Die Haupt-Darstellerin Kristin Winters, eine kroatisch-amerikanische Schauspielerin, hat an der Rolle die Doppelbödigkeit der Hauptfigur gereizt. Das Besondere an der Erfahrung erstmals in Luxemburg zu spielen, ist für sie in einem Team mit drei Frauen zusammenzuarbeiten. Es sei „ein geschützter Raum unter Frauen.“
Parulytes' Antwort auf die Frage, was sie mit dem Stück vermitteln will, fällt bescheiden aus: „Ich glaube nicht, dass ich diese Wichtigkeit habe, dass ich mir denke: Jetzt werde ich mal Menschen berühren.“Wie viele männliche Regisseure so geantwortet hätten?

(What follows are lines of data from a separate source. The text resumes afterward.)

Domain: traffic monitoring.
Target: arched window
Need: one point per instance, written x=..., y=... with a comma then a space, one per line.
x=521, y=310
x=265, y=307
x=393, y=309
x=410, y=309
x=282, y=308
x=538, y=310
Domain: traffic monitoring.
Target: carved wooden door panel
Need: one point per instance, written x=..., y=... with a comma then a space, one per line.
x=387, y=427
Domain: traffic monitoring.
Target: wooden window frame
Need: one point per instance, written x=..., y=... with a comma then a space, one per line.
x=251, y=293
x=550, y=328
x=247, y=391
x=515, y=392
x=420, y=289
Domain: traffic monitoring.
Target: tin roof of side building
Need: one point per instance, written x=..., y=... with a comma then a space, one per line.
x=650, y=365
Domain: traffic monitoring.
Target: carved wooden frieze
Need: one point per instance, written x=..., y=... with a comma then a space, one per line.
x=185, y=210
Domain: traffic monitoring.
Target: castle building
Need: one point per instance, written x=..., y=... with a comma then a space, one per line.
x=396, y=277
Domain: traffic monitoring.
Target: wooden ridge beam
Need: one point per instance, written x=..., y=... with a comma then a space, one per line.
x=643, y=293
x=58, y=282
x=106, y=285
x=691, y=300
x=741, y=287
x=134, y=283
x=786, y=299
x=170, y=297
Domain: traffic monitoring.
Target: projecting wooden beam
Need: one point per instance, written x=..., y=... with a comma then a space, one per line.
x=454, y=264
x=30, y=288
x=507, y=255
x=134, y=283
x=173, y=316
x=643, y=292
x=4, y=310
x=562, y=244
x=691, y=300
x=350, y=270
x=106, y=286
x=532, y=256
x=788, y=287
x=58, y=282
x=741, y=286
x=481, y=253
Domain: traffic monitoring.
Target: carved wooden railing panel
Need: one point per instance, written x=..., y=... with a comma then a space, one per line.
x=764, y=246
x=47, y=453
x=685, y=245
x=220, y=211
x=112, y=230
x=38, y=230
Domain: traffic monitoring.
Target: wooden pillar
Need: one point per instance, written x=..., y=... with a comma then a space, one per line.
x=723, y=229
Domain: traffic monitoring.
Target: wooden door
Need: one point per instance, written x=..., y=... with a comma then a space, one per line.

Ich brauche Distanz, glaube ich, wenn ich schreibe und einfach Humor. Gintare Parulyte
„Lovefool“; Text und Regie: Gintare Parulyte; Schauspiel: Kristin Winters; Dramaturgie: Liv Morris, Florian Hirsch; Eine Produktion des Théâtre National du Luxembourg mit Unterstützung von FOCUNA und dem Kulturministerium. In englischer Sprache. Die Premiere ist am 26. November, um 20 Uhr im TNL. Weitere Spieltermine: 27. November, um 17 Uhr; 30. November, um 20 Uhr; 7. und 8. Dezember 20 Uhr.